- Born: 1980 (age 44–45) England
- Occupation: Professional pianist
- Instrument: Piano

= Dominic John =

Dominic John (born 1980) is a British pianist.

John began piano lessons with his mother. He studied with Patsy Toh at the Junior Royal Academy of Music, and with John Barstow and Andrew Ball at the Royal College of Music. He held the Royal College of Music Society Junior Fellowship from 2004 to 2006. He is active as a soloist, member of various chamber ensembles, and accompanist to singers and instrumentalists. Awards include the Chappell Gold Medal of the Royal College of Music, and he was the winner of the 2004 British Music Society Awards (piano),

John performed with violinist Itzhak Perlman at an evening soirée.
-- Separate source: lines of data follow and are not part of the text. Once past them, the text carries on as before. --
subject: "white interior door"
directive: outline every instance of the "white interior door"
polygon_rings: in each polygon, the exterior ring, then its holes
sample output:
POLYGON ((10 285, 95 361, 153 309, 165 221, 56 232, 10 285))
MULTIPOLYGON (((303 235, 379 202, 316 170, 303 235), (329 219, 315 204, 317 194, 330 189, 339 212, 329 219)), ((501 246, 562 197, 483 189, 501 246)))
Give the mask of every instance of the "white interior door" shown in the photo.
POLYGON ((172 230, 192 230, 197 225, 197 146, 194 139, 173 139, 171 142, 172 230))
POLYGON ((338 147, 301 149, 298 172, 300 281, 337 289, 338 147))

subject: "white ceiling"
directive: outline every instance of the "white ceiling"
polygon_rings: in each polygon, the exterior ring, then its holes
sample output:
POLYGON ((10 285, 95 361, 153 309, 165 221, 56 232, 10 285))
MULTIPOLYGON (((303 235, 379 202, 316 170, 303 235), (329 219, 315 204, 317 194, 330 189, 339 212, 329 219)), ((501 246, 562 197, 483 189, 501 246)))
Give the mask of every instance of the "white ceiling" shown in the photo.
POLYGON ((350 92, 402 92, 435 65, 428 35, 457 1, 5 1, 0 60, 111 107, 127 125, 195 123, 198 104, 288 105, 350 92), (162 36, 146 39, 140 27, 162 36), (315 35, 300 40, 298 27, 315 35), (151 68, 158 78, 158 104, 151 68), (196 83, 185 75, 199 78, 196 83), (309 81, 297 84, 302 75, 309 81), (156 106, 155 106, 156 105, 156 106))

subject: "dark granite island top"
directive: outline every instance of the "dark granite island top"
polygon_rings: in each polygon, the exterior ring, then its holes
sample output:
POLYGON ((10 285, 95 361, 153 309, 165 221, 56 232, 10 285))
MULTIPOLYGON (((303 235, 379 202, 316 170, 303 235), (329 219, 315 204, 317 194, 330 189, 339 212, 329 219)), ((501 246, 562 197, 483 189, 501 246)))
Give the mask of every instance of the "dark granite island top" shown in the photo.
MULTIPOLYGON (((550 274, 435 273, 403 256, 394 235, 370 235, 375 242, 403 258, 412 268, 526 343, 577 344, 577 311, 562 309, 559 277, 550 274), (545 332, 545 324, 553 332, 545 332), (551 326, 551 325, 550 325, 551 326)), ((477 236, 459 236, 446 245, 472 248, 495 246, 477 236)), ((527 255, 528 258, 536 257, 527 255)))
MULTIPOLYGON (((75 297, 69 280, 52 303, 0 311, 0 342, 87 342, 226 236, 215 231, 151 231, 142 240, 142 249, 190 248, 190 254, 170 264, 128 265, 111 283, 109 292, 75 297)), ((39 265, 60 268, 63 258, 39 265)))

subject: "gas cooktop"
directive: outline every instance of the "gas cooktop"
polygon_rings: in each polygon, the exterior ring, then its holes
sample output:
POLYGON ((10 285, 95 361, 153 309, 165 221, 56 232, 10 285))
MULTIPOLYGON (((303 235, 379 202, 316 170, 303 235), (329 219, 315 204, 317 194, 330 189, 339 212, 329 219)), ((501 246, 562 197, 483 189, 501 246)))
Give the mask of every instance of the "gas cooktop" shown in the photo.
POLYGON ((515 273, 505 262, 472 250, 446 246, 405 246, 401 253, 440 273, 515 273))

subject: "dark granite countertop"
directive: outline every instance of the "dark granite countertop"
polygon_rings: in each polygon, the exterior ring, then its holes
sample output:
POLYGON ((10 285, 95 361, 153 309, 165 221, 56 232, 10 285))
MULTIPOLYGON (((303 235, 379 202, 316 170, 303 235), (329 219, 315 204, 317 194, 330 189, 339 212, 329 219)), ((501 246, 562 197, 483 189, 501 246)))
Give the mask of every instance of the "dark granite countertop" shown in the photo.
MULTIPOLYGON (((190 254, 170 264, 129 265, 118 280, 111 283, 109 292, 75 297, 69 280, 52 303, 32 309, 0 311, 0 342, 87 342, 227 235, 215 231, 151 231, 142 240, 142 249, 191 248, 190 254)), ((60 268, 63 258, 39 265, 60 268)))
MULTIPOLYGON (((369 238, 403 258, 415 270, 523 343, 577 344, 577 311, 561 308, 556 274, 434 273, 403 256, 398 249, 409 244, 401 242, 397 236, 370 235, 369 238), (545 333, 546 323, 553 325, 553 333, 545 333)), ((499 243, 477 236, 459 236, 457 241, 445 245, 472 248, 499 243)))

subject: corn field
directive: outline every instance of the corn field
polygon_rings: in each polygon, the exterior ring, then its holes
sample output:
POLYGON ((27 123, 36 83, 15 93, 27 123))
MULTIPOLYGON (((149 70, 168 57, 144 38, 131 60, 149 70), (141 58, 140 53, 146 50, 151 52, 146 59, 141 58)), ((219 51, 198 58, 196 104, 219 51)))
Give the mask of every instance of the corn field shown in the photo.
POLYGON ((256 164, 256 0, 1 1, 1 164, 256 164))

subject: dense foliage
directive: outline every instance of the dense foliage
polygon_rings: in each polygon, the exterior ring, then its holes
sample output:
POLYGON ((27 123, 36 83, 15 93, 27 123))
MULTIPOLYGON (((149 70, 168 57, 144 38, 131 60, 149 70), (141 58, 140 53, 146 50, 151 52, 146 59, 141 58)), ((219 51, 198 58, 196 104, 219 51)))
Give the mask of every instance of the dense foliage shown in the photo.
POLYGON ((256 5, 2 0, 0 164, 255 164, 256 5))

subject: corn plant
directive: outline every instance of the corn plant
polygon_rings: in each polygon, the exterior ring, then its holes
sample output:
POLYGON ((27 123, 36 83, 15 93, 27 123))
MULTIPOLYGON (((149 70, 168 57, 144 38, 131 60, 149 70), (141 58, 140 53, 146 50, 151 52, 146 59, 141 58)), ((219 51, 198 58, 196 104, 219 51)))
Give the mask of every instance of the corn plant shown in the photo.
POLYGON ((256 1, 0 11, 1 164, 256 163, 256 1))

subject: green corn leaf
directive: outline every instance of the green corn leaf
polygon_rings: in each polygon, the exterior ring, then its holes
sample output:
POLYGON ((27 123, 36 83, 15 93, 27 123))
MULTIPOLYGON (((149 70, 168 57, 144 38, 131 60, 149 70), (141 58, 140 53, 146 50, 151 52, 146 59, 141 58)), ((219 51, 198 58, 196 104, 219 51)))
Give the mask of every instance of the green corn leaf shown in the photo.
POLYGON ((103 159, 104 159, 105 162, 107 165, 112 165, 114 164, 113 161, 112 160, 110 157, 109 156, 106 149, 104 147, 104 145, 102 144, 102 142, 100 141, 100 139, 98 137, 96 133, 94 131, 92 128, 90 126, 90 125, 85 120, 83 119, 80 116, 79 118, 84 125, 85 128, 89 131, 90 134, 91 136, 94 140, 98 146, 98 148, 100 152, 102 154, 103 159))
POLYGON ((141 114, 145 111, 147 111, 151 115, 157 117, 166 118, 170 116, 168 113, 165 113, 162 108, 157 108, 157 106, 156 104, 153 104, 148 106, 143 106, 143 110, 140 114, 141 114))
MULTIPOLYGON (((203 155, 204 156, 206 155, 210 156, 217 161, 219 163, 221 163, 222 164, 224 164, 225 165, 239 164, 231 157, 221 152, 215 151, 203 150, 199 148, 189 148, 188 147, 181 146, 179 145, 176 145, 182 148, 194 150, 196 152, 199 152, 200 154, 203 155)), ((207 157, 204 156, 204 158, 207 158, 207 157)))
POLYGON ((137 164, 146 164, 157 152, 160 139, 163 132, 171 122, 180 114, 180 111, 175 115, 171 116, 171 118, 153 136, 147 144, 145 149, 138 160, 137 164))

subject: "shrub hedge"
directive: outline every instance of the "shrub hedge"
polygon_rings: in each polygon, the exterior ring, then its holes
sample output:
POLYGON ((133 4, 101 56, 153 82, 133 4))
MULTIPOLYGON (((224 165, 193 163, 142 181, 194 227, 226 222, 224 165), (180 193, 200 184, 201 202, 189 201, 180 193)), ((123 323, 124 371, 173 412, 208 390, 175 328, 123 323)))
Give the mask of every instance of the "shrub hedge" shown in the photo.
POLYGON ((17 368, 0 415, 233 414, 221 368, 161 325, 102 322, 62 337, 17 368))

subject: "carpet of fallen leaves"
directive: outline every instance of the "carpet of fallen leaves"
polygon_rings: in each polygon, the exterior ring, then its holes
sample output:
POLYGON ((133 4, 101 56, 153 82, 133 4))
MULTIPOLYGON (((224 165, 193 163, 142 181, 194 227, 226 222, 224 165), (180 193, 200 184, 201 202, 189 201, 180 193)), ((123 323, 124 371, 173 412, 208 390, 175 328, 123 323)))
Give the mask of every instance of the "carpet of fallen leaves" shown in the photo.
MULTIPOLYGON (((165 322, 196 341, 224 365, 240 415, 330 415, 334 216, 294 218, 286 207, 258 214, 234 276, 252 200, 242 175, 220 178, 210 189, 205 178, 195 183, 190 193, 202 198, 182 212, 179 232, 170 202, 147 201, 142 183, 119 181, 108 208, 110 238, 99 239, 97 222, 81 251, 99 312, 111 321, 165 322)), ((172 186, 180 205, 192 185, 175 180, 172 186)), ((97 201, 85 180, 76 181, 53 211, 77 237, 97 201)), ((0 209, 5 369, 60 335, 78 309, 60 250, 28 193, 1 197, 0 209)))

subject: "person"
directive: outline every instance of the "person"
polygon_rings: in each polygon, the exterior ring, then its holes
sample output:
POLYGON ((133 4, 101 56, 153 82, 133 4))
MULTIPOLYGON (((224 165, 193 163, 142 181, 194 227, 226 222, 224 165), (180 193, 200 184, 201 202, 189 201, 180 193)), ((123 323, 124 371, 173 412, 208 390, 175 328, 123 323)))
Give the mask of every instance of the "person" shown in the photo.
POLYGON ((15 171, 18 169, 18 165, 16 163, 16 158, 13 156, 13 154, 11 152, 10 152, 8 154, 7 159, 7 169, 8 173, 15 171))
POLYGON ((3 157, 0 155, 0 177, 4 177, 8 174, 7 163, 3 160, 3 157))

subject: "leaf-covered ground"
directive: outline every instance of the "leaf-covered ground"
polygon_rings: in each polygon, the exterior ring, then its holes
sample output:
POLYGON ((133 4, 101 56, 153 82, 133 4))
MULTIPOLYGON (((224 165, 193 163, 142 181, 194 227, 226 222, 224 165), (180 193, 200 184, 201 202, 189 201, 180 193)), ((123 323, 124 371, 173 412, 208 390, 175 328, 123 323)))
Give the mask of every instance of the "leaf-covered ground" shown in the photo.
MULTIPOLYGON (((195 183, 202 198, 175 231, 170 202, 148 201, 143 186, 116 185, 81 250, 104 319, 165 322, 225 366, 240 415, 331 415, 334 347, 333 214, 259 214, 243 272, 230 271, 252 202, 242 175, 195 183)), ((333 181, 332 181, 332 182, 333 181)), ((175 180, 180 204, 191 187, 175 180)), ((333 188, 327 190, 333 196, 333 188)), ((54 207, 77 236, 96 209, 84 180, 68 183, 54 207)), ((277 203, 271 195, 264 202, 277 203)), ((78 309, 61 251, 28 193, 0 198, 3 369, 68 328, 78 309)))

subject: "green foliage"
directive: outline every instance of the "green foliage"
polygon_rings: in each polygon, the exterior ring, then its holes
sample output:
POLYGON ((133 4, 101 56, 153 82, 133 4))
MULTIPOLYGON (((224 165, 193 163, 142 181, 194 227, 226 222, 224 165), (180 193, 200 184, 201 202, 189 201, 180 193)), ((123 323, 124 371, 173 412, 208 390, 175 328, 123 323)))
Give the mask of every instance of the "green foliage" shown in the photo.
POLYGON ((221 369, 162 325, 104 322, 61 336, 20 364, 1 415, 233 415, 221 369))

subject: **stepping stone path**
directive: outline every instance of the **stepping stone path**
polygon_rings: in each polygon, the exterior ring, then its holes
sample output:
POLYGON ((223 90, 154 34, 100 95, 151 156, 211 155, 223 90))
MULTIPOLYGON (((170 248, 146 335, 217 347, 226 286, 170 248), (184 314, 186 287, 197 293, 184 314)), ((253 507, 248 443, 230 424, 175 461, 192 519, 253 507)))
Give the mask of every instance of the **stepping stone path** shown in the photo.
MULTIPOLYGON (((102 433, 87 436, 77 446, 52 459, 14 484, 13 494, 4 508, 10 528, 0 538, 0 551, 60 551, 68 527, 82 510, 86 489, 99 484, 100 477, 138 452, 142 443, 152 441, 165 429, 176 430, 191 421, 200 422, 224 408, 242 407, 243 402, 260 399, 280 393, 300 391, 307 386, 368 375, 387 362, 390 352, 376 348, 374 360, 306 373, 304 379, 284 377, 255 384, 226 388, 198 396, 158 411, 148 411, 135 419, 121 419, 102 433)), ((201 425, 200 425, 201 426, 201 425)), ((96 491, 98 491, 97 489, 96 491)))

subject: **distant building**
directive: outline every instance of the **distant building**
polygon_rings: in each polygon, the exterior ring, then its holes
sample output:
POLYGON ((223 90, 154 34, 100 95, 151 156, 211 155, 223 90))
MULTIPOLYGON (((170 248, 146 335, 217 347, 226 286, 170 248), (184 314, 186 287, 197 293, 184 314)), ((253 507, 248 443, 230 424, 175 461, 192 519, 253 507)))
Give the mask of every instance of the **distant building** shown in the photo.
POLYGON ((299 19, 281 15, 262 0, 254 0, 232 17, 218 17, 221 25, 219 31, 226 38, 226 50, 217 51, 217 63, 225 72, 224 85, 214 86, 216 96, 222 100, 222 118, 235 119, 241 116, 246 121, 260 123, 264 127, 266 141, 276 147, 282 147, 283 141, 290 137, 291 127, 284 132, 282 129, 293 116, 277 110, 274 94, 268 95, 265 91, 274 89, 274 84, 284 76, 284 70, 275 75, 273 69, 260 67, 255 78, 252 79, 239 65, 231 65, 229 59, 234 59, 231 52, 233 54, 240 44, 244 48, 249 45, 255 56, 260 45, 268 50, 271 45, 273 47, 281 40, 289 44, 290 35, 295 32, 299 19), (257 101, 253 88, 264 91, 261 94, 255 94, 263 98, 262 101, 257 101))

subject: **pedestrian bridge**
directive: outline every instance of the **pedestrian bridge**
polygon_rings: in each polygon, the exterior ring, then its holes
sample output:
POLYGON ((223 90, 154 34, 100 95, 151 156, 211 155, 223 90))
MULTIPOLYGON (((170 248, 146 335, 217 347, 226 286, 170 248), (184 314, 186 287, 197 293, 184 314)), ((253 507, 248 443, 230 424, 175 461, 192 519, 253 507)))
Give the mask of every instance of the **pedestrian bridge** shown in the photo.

In 2005, he performed Tchaikovsky's Piano Concerto and Saint-Saëns' Carnival of the Animals with the Osaka Philharmonic in Symphony Hall, Osaka. In October 2006 he was invited to perform Grieg's Piano Concerto in the Congress Theatre, Eastbourne, and gave a masterclass to pupils at Eastbourne College. He is a staff accompanist at the Junior Department, Royal Academy of Music.

John's first commercial recording, Wild About Transcription... was released by Willowhayne Records in July 2014.

He is a regular guest entertainer on P & O Cruises & Cunard Line.